Which brings us back to today's game with Sale. Willie Anderson, the director of rugby at Sunbury, may now have the money to dabble meaningfully in the marketplace, but for the time being he must squeeze the best from an existing squad that is undeniably lightweight. If he fails - if the Irish find they cannot capitalise on home advantage against middling outfits like Sale - the eagerly awaited high-profile transfer activity may not happen quickly enough.

Meanwhile, two of English rugby's top-of-the-bill acts make a belated first Premiership appearance after being confined to the wings last weekend. Wasps, the champions, visit Bristol without Simon Shaw; the Lions lock, signed from the West Countrymen during the summer recess, is still a yard short of match fitness. Leicester, on the other hand, are in a position to unveil the majestic Fijian Waisale Serevi against Gloucester at Welford Road. "Serevi is a rugby genius and he will not be restricted," Bob Dwyer, the Tigers coach, said yesterday.

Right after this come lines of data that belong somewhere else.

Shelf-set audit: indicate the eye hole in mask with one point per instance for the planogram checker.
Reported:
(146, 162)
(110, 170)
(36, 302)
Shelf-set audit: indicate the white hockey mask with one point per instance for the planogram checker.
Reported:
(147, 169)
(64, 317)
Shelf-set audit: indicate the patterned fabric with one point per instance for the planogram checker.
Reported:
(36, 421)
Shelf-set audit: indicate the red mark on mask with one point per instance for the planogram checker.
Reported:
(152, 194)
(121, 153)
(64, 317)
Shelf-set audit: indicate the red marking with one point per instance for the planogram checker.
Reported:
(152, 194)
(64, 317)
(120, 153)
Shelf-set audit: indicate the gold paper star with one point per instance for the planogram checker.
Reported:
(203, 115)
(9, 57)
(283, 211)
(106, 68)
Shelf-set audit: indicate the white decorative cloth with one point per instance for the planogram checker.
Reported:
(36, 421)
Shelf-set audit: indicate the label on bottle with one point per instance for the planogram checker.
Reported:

Bath, who have confirmed their decision to impose a three-week ban and an unspecified fine on Nathan Thomas, the Wales international loose forward sent off for kicking during last week's opener against Newcastle, travel to Harlequins without the services of two-thirds of their England midfield axis. Jeremy Guscott does not expect to play before the middle of September after breaking his arm on Lions duty while Mike Catt withdrew yesterday with groin trouble. Richard Butland plays at outside-half, with the brilliant youngster Matthew Perry at centre.